By the late 1980s, half of the company’s income was derived from women’s apparel retailing operations, whose stores numbered in the 1,800 range. In fact, the clothing division of U.S. Shoe by 1989 was the second-largest group of women’s apparel stores in the United States, almost all of them located in shopping malls. The largest number of stores belonged to Casual Corner, a highly successful national retail chain; the runner-up was Petite Sophisticate, purchased in 1983 and one of the first major U.S. chains geared to petite women. Sales of Petite Sophisticate soared from $6 million in 1983 to a $168 million in 1989. Trailing the two leading chains were Ups ’N’ Downs, geared to the shrinking teen market, and August Max Woman, earmarked for larger-sized women. In 1991 U.S. Shoe decided to sell Ups ’N’ Downs.
By far the biggest success for U.S. Shoe in the 1980s was the performance of its optical chain, Lens Crafters. From 1988 to 1989, sales of Lens Crafters grew 28%. The largest optical store chain in the United States and Canada, Lens Crafters was the only national chain offering one-hour service. By the early 1990s, Lens Crafters numbered more than 400 stores, located not only in malls but in strategic business locations in remote areas, with plans to open 100 more. During the recession of the early 1990s, sales of Lens Crafters stores plummeted for the first time, alarming investors, although U.S. Shoe management predicted a strong comeback. Expansion into England and other European countries, where there were no optical superstores, was expected to increase sales.
Footwear accounted for only one third of U.S. Shoe’s sales by the late 1980s. Despite the presence of offices in Europe, Asia, and Brazil, sales in the foreign shoe division declined throughout the 1980s. The same held true for domestic shoe sales. In 1989 U.S. Shoe attempted to sell the entire shoe division to an investor group led by Merrill Lynch Capital Partners, which later backed out for reasons not made public.
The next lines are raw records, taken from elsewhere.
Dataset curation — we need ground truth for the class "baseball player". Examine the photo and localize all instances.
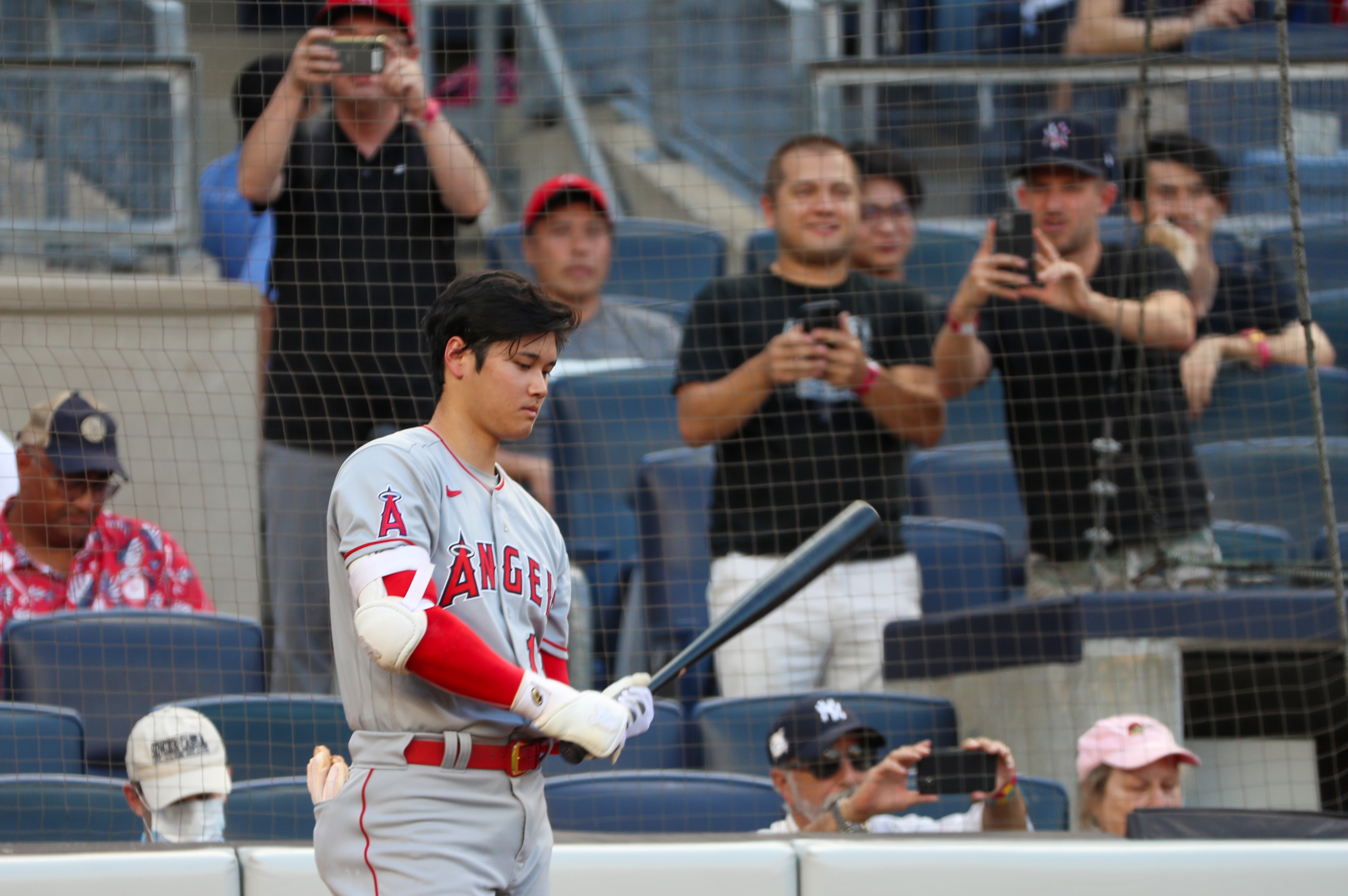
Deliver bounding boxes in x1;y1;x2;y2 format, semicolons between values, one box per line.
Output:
314;271;654;896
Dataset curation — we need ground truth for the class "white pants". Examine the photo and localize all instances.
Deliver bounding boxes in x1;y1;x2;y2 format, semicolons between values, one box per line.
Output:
706;554;922;697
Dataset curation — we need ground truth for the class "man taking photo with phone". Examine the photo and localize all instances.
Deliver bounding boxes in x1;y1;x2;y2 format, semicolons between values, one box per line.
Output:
933;117;1221;598
239;0;491;694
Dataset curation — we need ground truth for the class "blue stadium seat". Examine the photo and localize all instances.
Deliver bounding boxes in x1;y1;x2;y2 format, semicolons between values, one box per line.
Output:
0;610;267;771
1189;364;1348;445
225;775;314;841
1196;436;1348;555
941;369;1007;445
903;516;1011;616
909;442;1028;586
166;694;352;781
909;775;1072;831
549;371;683;680
636;446;716;705
0;775;146;843
0;703;85;775
543;771;783;834
485;218;725;324
693;693;957;775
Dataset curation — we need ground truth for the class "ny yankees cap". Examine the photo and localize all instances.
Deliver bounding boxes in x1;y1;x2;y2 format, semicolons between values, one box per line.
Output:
127;706;233;813
19;389;129;478
1011;116;1114;180
1077;716;1201;781
767;694;884;765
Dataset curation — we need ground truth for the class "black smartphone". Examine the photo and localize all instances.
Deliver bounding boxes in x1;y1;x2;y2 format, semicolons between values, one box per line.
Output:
317;35;388;74
917;749;998;795
801;299;842;333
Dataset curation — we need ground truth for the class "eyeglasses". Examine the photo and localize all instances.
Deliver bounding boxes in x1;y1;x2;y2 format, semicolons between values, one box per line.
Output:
861;202;913;221
791;744;879;781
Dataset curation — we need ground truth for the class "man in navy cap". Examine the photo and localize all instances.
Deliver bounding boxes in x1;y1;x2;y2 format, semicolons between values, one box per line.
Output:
760;694;1030;834
933;117;1221;598
0;391;214;644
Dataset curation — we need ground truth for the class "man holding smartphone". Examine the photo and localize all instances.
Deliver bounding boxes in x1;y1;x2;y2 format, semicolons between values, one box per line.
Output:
239;0;491;693
759;694;1032;834
674;135;945;697
933;117;1221;598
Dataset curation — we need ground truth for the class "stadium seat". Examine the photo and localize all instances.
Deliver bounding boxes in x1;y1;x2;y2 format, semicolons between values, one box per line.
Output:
903;516;1011;616
909;775;1072;831
941;369;1007;446
549;371;683;679
543;771;783;834
485;218;725;324
693;693;957;775
636;446;716;707
909;442;1028;586
1196;436;1348;555
225;775;314;841
165;694;352;781
0;703;85;775
1189;364;1348;445
0;610;267;771
0;775;146;843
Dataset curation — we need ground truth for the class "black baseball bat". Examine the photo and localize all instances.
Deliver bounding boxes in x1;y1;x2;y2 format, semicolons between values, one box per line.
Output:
558;501;880;765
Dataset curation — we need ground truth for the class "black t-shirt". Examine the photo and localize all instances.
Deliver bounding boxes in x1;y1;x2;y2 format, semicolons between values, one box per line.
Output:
1198;264;1297;338
263;115;454;451
979;247;1208;562
674;272;931;559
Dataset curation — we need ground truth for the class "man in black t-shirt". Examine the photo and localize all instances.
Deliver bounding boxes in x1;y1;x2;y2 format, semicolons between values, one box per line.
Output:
239;0;491;693
933;117;1221;598
1124;133;1334;416
674;135;945;697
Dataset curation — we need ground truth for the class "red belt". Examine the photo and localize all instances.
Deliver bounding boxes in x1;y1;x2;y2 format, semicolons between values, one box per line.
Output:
403;740;553;777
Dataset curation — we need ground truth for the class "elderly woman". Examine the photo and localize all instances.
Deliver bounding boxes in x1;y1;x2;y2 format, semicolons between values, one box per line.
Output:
1077;716;1198;837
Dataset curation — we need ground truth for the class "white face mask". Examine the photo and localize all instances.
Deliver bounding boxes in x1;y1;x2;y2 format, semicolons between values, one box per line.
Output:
150;796;225;843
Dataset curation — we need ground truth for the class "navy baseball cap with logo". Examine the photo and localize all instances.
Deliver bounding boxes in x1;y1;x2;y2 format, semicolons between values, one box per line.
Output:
1011;115;1115;180
19;391;129;478
767;694;884;767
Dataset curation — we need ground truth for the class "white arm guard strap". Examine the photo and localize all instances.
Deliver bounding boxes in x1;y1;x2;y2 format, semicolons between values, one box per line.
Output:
346;547;435;675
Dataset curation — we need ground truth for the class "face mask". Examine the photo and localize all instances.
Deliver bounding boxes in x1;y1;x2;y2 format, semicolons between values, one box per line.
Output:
150;796;225;843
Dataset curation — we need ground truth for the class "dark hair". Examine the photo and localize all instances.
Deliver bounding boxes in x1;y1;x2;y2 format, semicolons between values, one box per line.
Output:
1123;131;1231;202
230;53;290;140
422;271;580;397
763;133;856;202
847;140;922;212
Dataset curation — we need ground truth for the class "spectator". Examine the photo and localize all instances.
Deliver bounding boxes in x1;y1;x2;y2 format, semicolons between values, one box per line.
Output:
934;119;1221;598
674;135;945;697
121;706;233;843
1124;133;1334;416
239;0;489;693
760;694;1028;834
0;392;214;625
1077;716;1198;837
848;140;922;283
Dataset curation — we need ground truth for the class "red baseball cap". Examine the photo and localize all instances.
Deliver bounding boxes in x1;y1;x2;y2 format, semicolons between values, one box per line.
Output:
524;174;613;233
314;0;417;40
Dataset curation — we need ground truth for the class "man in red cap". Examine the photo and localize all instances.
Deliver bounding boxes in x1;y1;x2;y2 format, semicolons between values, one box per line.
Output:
239;0;491;693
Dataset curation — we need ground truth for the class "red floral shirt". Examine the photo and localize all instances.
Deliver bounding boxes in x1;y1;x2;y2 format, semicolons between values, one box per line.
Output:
0;505;216;626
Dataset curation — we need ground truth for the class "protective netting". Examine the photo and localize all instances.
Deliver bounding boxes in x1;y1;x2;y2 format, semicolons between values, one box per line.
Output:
0;0;1348;842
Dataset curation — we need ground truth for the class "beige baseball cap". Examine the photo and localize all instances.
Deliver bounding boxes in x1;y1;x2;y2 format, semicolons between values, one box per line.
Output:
127;706;233;811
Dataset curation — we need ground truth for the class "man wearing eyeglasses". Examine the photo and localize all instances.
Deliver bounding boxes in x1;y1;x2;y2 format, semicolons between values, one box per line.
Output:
0;391;214;644
760;694;1031;834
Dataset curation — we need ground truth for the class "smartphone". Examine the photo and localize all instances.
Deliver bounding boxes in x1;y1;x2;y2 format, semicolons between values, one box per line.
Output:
317;35;388;74
917;749;998;795
801;299;842;333
993;209;1034;280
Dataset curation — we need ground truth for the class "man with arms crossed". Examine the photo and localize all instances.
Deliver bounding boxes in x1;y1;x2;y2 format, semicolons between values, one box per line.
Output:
933;117;1221;598
314;271;654;896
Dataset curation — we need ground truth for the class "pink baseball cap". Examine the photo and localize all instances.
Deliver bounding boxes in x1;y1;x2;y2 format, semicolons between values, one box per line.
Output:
1077;716;1201;781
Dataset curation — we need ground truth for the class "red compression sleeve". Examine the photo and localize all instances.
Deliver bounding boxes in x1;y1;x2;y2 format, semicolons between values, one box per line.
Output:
384;571;524;707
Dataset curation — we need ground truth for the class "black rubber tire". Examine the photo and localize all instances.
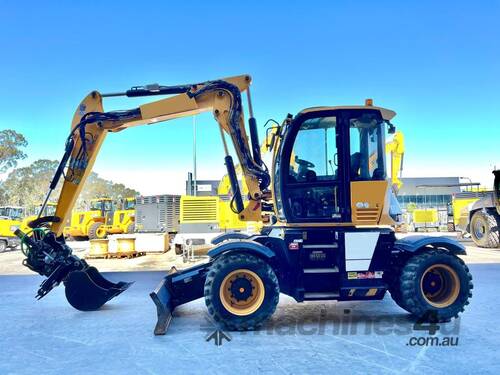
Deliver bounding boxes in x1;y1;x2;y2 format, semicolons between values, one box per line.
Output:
470;211;500;249
89;222;106;240
204;253;280;331
397;250;473;322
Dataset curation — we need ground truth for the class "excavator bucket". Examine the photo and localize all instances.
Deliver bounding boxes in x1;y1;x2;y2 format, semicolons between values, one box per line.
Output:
15;229;133;311
64;267;133;311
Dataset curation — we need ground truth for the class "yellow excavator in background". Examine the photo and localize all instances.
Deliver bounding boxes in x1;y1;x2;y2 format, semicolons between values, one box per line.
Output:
0;206;24;253
63;198;114;241
19;202;57;232
102;197;135;236
385;131;405;194
180;127;277;233
16;75;472;334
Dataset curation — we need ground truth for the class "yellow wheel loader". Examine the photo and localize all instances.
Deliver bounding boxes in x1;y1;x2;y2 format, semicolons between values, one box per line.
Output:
99;197;135;238
16;75;472;335
0;206;24;253
19;202;57;232
63;198;114;241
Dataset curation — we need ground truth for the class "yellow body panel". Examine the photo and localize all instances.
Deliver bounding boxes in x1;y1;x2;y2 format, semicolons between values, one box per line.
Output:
0;219;21;237
64;210;105;237
451;198;479;225
351;181;395;225
180;195;220;224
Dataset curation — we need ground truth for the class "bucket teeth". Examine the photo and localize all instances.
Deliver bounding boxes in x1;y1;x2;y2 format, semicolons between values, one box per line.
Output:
64;267;133;311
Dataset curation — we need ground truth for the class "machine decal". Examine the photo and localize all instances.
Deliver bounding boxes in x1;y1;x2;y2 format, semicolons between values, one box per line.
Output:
347;271;384;280
345;232;380;271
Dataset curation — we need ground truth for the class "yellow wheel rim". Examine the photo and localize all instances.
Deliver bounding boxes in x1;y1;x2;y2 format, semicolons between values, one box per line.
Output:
420;264;460;308
95;227;106;238
219;269;265;316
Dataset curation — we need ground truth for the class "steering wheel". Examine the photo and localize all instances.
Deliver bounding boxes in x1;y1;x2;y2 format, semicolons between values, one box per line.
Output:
295;156;315;168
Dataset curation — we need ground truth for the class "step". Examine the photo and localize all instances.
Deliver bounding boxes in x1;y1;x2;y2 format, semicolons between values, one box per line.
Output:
304;266;339;273
304;293;340;299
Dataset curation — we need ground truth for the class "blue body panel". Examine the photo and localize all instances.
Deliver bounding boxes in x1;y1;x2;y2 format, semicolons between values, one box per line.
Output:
208;240;275;259
394;236;466;255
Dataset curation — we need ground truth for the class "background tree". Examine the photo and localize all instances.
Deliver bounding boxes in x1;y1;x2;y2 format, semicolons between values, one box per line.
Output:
0;159;139;209
2;159;61;207
0;129;28;173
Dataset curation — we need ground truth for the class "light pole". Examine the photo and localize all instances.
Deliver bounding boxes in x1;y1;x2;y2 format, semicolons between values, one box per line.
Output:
193;116;198;196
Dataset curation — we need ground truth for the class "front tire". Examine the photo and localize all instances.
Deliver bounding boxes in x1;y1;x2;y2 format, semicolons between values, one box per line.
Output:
204;254;280;331
470;211;500;248
398;250;473;322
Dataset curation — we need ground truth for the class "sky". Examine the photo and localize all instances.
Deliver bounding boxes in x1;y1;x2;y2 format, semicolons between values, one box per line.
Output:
0;0;500;194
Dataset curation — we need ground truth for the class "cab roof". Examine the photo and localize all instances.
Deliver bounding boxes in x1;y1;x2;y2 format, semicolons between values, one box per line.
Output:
299;105;396;121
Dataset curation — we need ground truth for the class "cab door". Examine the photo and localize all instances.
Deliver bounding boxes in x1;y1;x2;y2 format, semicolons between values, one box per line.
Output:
280;111;349;223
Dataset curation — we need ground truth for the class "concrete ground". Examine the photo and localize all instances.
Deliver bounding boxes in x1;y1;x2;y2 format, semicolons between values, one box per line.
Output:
0;234;500;374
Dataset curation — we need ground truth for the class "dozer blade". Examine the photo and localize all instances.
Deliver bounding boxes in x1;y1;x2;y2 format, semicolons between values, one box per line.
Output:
64;267;133;311
149;263;211;335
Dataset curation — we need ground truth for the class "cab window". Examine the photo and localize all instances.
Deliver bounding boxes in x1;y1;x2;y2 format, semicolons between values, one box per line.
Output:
289;116;337;183
349;113;386;181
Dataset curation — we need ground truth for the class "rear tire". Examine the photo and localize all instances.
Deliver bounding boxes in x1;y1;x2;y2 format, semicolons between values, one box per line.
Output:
89;223;106;240
470;211;500;248
204;254;280;331
395;250;473;322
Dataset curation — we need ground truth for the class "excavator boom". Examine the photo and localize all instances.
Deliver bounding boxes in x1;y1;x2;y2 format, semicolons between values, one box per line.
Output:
16;75;270;310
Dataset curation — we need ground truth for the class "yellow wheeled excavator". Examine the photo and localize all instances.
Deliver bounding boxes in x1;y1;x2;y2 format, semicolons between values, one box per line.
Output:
17;75;472;334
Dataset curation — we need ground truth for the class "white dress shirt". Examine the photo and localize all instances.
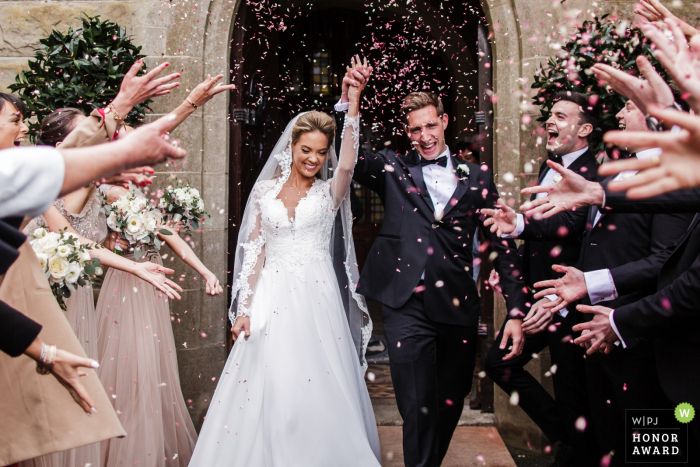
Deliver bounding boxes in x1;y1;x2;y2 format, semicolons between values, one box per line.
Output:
503;146;588;318
421;147;459;279
583;148;663;347
0;146;66;218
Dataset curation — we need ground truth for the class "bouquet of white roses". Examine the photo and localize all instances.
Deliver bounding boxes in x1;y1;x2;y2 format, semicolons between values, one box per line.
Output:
104;191;171;260
30;227;102;311
157;185;209;230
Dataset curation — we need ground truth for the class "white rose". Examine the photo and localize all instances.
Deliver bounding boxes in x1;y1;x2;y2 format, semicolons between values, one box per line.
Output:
126;214;148;241
78;250;90;264
30;240;44;256
48;255;70;282
66;263;83;284
36;252;49;272
39;232;59;256
112;195;129;212
129;198;146;214
143;212;158;232
107;211;122;232
56;244;73;258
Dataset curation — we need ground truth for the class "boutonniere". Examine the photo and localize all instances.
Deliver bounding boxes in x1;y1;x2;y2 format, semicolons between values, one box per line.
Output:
457;164;469;180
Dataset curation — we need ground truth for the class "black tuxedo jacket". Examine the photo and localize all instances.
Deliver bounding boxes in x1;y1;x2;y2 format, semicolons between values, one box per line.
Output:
353;150;527;326
521;151;598;315
606;190;700;407
520;177;693;312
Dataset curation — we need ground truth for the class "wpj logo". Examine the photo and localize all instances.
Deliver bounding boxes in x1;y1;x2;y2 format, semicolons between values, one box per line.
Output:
625;407;692;464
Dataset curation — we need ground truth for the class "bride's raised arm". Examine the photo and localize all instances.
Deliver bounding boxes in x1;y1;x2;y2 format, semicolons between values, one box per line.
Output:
331;57;371;208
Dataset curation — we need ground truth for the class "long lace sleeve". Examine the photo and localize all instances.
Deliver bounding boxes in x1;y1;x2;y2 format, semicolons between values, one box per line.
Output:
331;114;360;208
229;186;265;324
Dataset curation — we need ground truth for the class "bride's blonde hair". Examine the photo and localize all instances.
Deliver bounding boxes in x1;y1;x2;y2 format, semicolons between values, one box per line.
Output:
292;110;335;147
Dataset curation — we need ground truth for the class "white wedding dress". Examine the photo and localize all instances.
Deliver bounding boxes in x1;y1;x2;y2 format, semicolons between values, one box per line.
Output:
190;114;380;467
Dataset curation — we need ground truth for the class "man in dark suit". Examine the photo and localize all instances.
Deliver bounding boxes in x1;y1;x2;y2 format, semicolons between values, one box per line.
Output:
337;88;526;467
484;92;598;466
486;97;692;465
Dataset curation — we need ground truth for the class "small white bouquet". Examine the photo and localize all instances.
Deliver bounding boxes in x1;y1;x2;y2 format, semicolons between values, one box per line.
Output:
157;185;210;230
30;227;102;311
103;191;171;261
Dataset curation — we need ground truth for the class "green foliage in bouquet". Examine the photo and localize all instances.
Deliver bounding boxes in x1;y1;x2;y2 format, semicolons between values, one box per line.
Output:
9;15;152;141
532;15;668;151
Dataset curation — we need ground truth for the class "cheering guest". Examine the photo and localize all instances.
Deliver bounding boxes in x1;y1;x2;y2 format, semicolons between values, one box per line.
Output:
492;96;692;464
483;92;598;465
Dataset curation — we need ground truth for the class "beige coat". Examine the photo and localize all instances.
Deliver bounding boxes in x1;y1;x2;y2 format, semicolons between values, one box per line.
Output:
0;241;126;466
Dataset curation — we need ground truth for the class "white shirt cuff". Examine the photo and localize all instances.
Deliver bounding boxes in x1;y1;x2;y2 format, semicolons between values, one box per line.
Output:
334;99;350;112
608;310;627;349
583;269;619;305
501;214;525;238
0;146;66;218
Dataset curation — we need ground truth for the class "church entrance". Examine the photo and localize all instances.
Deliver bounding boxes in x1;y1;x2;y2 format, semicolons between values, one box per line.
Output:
229;0;493;410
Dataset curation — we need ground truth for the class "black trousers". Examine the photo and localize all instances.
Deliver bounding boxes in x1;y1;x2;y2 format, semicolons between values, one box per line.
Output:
484;313;599;466
382;294;478;467
586;343;674;466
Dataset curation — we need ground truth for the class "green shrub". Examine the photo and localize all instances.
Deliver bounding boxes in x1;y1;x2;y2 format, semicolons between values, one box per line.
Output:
532;15;668;151
9;15;152;141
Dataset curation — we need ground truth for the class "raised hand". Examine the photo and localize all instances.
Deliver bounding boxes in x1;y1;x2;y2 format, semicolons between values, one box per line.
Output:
205;274;224;297
535;264;588;313
113;60;180;113
522;298;554;334
635;20;700;113
104;166;155;190
117;114;187;167
481;198;518;237
634;0;698;37
520;160;605;219
572;305;618;355
188;75;236;107
598;108;700;199
347;55;372;102
231;315;250;341
591;55;673;114
500;319;525;360
134;262;182;300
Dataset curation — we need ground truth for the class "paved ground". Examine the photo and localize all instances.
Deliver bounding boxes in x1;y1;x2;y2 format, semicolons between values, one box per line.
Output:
379;426;517;467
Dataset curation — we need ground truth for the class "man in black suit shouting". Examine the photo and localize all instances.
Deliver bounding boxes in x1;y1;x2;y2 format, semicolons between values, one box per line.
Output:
484;92;598;466
336;86;526;467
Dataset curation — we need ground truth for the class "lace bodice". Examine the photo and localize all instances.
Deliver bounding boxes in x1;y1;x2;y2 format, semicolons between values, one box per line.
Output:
259;180;337;273
24;189;107;243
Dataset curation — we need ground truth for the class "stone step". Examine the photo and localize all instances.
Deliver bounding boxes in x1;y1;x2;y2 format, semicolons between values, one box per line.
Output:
372;399;500;428
378;426;516;467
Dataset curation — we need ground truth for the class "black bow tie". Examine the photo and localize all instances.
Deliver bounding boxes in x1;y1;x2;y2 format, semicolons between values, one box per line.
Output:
547;152;564;164
420;156;447;167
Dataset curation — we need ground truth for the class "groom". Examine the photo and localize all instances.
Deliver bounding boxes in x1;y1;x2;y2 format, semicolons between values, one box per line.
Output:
336;83;527;467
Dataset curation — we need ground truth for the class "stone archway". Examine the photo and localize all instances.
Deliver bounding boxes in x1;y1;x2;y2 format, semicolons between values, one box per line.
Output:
135;0;545;444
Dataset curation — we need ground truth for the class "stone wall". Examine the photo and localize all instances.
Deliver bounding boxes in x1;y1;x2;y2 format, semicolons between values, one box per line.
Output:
0;0;698;448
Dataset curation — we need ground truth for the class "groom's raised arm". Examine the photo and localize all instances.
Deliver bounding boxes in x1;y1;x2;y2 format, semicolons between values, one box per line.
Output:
479;170;528;320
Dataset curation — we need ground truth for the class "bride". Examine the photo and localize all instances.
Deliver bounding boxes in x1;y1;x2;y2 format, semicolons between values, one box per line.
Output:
190;57;380;467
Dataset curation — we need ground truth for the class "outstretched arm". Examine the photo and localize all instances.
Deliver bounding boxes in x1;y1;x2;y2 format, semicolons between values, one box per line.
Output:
36;204;182;300
331;57;371;208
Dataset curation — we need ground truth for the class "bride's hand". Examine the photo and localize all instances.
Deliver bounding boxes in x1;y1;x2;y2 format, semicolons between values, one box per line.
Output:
231;315;250;341
205;273;224;297
134;262;182;300
188;75;236;107
346;55;372;101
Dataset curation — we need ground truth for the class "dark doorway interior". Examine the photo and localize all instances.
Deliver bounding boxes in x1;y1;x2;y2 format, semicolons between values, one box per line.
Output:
229;0;493;410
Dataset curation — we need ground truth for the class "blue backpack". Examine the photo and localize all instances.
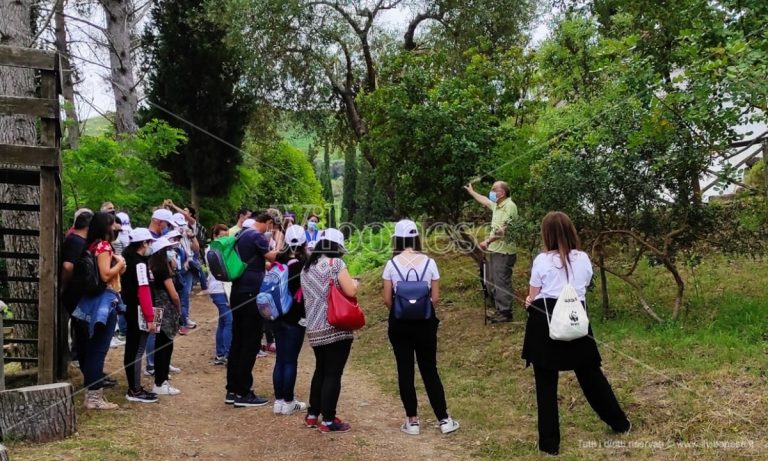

The outlook however, was far from bleak. U.S. Shoe’s Easy Spirit line, women’s dress shoes with support and comfort features, has grown rapidly and become the largest unit in the shoe division. In the early 1990s, U.S. Shoe was considering expanding Easy Spirit into the men’s and children’s shoe areas.
Still, some problems in the shoe division remained. Accounting irregularities in the company’s Marx & Newman subsidiary caused much concern among investors in 1990; U.S. Shoe took a $7.4 million charge against its earnings and initiated management and policy changes in the unit. The once popular shoe brands, Joyce and Cobbie, suffered from poor style designs. A new chief executive officer, Bannus B. Hudson, elected in 1990, met with skepticism from industry observers because of his inexperience in shoe and women’s apparel retailing. U.S. Shoe’s knack for inventiveness and adaptability however, will most likely carry the company through these problems.
Principal Subsidiaries
Marx & Newman; Lens Crafters; Women’s Specialty Retailing; Cincinnati Shoe; Hahn Shoes; Banister Factory Outlet Stores; Cobbie Shop; Joyce/Selby Shoe; Shop for Pappagallo.
Further Reading
Stern, Joseph S., Jr., and Philip G. Barach, “Address,” New York, The Newcomen Society in North America, 1967.